Not sure that NetBSD is ever run on that class of machine anyway,
though. Not many developers/users have several hundred K $ to run a
NetBSD on it.)
As far as your particular bug, I think the first best fix is to add the
barrier to the driver, without waiting for resolution of the larger
issue here. (Besides which, the change you propose is really too big to
be considered as a backport, but I think a small barrier fix to a given
driver would be reasonable to backport, if the need existed.)

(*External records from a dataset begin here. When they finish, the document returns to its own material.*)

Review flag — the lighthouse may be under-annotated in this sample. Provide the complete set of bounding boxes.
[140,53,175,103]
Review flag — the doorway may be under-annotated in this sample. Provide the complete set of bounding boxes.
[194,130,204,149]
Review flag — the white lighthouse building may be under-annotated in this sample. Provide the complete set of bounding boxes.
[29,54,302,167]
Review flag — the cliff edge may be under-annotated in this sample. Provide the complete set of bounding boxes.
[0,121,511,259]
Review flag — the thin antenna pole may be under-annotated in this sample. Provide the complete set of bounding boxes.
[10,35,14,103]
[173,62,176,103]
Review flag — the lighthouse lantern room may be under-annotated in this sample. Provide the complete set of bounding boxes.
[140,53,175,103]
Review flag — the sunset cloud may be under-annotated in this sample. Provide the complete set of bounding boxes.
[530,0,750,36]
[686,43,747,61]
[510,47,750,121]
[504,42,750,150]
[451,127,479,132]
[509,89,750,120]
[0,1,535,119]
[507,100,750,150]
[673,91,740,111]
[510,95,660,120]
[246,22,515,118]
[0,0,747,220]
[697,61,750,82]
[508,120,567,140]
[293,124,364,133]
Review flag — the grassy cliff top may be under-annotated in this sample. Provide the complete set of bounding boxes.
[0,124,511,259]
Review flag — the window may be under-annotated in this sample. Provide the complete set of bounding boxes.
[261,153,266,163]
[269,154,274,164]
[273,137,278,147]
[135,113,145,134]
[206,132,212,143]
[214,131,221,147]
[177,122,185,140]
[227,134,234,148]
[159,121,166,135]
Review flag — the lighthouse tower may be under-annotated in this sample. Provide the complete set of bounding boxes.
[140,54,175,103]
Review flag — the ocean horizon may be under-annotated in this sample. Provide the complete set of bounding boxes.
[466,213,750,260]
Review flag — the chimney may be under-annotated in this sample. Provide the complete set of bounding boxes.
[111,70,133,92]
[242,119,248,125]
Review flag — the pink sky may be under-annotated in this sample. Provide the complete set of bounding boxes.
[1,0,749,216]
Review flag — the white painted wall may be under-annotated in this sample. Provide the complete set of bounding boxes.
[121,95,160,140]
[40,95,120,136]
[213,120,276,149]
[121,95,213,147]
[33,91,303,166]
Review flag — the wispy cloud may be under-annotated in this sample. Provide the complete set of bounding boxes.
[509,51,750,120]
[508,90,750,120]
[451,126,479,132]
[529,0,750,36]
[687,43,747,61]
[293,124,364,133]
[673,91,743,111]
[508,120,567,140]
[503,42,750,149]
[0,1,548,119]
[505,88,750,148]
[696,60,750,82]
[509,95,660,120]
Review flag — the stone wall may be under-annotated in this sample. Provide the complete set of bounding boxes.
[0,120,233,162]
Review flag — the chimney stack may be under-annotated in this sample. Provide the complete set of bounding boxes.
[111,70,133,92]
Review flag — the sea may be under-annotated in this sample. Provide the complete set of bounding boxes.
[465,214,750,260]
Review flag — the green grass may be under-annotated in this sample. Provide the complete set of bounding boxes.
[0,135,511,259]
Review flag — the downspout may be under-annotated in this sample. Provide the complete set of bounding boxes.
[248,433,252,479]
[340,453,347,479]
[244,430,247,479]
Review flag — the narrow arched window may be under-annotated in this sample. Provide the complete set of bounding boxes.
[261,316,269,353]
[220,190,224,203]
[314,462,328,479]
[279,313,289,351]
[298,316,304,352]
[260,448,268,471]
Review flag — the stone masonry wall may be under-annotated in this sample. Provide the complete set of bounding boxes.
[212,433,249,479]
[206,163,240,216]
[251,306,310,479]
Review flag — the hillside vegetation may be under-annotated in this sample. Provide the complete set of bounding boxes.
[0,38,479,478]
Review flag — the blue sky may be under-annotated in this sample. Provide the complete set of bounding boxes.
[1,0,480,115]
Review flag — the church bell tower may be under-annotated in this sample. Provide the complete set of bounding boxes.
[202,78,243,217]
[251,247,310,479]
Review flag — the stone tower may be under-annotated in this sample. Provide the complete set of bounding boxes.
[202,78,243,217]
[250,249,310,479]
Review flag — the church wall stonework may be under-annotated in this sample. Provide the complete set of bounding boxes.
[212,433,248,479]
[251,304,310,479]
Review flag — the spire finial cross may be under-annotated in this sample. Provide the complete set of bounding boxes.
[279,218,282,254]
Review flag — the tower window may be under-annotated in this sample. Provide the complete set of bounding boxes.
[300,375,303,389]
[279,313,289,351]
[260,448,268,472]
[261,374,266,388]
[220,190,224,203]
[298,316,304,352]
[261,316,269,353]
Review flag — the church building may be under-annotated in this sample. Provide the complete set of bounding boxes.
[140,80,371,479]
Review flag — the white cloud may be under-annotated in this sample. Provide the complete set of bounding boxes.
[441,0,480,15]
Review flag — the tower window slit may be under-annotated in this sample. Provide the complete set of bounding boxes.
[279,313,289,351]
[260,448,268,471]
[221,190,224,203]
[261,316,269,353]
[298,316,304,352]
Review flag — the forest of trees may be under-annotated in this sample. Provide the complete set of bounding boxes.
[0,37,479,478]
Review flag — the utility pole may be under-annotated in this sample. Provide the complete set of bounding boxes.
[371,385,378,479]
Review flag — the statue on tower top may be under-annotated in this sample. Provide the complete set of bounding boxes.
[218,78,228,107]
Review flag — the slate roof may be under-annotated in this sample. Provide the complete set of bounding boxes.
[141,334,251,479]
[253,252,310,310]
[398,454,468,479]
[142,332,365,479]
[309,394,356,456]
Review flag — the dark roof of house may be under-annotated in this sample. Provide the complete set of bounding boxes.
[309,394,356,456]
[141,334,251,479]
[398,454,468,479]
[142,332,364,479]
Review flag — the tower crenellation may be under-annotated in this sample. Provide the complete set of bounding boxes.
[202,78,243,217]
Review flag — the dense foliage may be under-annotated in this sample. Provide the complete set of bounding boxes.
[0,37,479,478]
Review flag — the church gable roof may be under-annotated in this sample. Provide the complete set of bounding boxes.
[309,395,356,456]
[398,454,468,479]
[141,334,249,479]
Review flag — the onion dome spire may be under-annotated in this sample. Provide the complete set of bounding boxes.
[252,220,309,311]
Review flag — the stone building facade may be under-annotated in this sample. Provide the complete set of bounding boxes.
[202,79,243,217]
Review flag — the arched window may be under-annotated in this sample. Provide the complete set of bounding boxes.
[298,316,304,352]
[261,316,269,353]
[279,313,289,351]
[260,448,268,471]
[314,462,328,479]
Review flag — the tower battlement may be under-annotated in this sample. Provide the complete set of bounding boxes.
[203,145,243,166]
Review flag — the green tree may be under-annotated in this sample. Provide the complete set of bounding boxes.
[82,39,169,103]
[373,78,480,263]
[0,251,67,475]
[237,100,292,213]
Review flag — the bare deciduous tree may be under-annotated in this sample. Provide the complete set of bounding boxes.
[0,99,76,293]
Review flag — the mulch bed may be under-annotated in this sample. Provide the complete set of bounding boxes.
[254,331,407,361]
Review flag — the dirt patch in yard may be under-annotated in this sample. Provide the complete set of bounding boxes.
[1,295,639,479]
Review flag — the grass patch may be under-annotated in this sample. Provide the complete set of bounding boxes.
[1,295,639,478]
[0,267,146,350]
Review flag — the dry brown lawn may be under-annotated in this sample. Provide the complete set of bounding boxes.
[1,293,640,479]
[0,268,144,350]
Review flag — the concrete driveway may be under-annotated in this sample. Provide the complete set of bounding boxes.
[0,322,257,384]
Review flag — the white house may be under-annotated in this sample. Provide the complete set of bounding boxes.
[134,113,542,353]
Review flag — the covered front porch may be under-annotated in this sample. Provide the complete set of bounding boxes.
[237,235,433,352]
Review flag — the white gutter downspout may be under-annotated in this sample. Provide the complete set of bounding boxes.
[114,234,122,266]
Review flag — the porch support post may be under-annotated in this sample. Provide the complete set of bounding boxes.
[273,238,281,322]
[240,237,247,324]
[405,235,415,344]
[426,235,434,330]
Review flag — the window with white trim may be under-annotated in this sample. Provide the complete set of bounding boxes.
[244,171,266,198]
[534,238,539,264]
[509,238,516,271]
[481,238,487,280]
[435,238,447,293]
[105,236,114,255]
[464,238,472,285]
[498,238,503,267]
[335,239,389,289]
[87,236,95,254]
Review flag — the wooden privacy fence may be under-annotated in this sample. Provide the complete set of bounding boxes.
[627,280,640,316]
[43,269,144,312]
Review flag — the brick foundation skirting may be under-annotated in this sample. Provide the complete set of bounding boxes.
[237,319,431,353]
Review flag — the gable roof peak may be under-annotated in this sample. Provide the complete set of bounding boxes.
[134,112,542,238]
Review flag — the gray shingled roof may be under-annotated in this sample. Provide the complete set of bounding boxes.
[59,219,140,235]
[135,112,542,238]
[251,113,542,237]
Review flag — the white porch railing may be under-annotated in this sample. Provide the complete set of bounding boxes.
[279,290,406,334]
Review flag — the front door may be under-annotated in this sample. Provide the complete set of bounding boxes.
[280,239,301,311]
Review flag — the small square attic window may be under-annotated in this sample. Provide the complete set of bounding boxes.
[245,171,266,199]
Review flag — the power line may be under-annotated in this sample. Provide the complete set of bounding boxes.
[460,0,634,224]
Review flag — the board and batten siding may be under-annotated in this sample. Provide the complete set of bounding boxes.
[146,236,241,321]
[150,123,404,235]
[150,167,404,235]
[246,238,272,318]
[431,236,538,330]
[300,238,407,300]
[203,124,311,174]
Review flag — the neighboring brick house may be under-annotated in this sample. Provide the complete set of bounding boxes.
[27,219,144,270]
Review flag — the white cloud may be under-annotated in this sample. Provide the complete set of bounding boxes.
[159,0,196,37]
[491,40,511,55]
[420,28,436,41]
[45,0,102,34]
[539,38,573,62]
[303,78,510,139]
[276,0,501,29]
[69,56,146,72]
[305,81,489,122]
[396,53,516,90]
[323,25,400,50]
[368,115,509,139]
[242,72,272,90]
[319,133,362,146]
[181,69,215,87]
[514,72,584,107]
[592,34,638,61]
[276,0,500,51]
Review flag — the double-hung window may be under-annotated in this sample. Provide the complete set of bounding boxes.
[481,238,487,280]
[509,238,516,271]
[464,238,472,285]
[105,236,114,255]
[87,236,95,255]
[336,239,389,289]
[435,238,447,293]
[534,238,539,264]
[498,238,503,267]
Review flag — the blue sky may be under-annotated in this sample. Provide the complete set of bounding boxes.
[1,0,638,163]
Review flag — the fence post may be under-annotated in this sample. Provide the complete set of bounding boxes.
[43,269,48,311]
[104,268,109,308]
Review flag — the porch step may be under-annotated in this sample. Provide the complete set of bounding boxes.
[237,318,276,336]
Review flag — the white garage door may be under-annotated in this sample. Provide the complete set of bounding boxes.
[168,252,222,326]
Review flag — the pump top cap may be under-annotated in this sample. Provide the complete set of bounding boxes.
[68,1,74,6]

>These have to be done port by port, and I don't know enouth details about
>most of them.
>
>
>
>>>This I can't see why it would be slower than the current code. These
>>>devices needs read/read and write/write barrier on every register
>>>access.
>>>
>>>
>>>
>>>
>>Concrete example: wi(4) on mips. Currently these just "work" because
>>the PCI space is mapped uncached. But the barrier ops for that platform
>>issues a cache flush.
>>
>>I guess a reasonable argument is that the platform code is busted
>>because it should know whether it is uncached or not, and do the "right"
>>thing.
>>
>>
>
>Yes, clearly. This kind of detail should not be known to the Mi device
>drivers. If we strictly followed the bus_space man page, right now,
>wi(4) and the ide drivers should use barrier in the MI part of the
>code.
>
>
Ok. So can we define "fixing" the MIPS port(s) as a requirement for
this change, please. Otherwise performance on many platforms will be
adversely impacted. (At this point I'm not arguing that the current
code is incorrect, only that it functions reasonably well.)
>
>
>>But it doesn't, and the end result of your changes will
>>seriously impact performance of these devices on (probably) all MIPS
>>platforms. I suspect that other ports may have similar issues, but I
>>have not checked.
>>
>>
>
>I didn't either. but bus_space read/write is already doing the right thing
>or most driver wouldn't work properly. I think the mips port is a special
>case, and I suspect it can be easily fixed.
>
>
Btw, there is not just "one" MIPS port. There are a number of them,
including (off memory) evbmips, sbmips, pmax, cobalt, sgimips, mipsco,
ews4800mips (or whatever it is called), playstation2. There may be
others. Most of them suffer from this deficiency. It might be a good
idea to include port-mips in the discussion.